By the participation of a university and a large teaching hospital, a broad spectrum of patients will be included. In addition, the AMC and SG have ethnically diverse populations. The broad definition of patients suspected of non-traumatic pulmonary disease results in the inclusion of cases across the whole clinical spectrum of patients with acute pulmonary complaints, yielding results applicable to the general population presenting with non-traumatic pulmonary disease at the ED.

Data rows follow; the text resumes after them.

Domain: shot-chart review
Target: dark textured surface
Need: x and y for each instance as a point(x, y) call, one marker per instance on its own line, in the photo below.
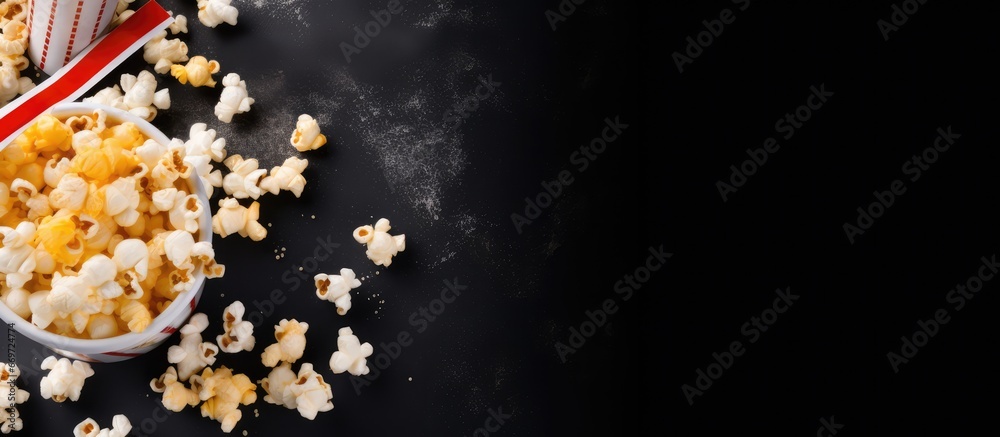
point(453, 190)
point(392, 154)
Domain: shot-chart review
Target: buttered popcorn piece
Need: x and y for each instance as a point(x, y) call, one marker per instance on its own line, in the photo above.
point(276, 382)
point(286, 177)
point(381, 246)
point(120, 427)
point(233, 218)
point(336, 288)
point(307, 135)
point(200, 150)
point(291, 336)
point(215, 12)
point(176, 396)
point(65, 379)
point(244, 177)
point(179, 25)
point(234, 100)
point(16, 260)
point(8, 378)
point(192, 355)
point(223, 393)
point(238, 335)
point(351, 356)
point(198, 71)
point(99, 259)
point(163, 52)
point(137, 95)
point(309, 393)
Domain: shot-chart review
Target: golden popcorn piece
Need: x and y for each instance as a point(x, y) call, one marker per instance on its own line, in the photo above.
point(198, 71)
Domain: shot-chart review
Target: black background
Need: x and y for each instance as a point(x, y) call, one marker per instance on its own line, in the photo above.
point(495, 346)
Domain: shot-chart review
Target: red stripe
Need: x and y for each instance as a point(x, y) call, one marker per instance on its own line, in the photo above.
point(31, 10)
point(145, 19)
point(72, 33)
point(120, 354)
point(48, 35)
point(100, 17)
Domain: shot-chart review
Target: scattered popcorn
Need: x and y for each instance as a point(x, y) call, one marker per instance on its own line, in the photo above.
point(238, 334)
point(120, 427)
point(351, 356)
point(12, 84)
point(307, 136)
point(137, 95)
point(202, 148)
point(234, 99)
point(223, 393)
point(244, 178)
point(215, 12)
point(309, 394)
point(198, 71)
point(13, 44)
point(179, 25)
point(175, 395)
point(381, 246)
point(192, 355)
point(234, 218)
point(291, 336)
point(163, 53)
point(336, 288)
point(65, 380)
point(276, 382)
point(287, 177)
point(8, 380)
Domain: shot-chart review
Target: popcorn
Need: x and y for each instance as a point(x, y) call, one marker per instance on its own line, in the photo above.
point(336, 288)
point(309, 394)
point(214, 12)
point(120, 427)
point(287, 177)
point(233, 218)
point(291, 336)
point(205, 255)
point(185, 212)
point(139, 97)
point(65, 379)
point(222, 393)
point(175, 395)
point(179, 25)
point(200, 149)
point(12, 84)
point(70, 193)
point(8, 378)
point(163, 53)
point(239, 333)
point(307, 136)
point(16, 260)
point(381, 246)
point(244, 178)
point(234, 99)
point(121, 200)
point(192, 355)
point(351, 356)
point(276, 382)
point(17, 300)
point(198, 71)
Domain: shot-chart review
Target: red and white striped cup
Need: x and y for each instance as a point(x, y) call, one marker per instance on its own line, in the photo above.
point(60, 29)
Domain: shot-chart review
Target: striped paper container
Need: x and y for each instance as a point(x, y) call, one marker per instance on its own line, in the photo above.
point(59, 29)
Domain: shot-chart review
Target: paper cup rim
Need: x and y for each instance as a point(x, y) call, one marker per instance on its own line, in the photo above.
point(160, 322)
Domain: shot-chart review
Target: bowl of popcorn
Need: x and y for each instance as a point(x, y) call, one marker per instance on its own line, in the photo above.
point(106, 233)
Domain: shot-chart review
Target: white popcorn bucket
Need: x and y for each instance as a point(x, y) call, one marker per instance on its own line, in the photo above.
point(61, 29)
point(129, 345)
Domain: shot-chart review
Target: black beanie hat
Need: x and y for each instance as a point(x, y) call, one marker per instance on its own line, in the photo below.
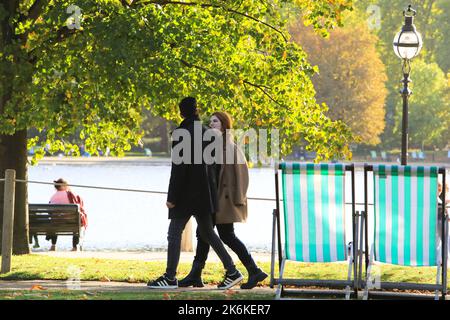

In our study, we also evaluate whether the improved diagnostic accuracy of ULD chest CT will result in a better prediction of the etiology of the CAP compared to chest X-ray and whether improved diagnostics results in better management. Incidental findings may lead to additional examinations, which increase costs and uncertainty, without contributing to the patient outcome in most patients. The follow-up period of 28 days is too short to evaluate the final impact of incidental findings but was chosen based on the previously described primary outcome measures. Especially, pulmonary nodules are a major source of concern. One study on chest CT findings performed between 2006 and 2012 in the general population reported 24 to 31% nodules in all scans [28]. Depending on the aspects of the pulmonary nodule, the follow-up will take 3 months to 5 years [40]. The study follow-up period is 28 days; therefore, because of the incidental findings in the chest X-ray and ULD chest CT groups, only the number of patients in follow-up will be reported.

This pragmatic study will provide evidence on the effects of replacing chest X-ray by ULD chest CT in daily practice, in terms of patient-related health outcomes and costs, in the diagnostic work-up of patients suspected of non-traumatic pulmonary disease at the ED.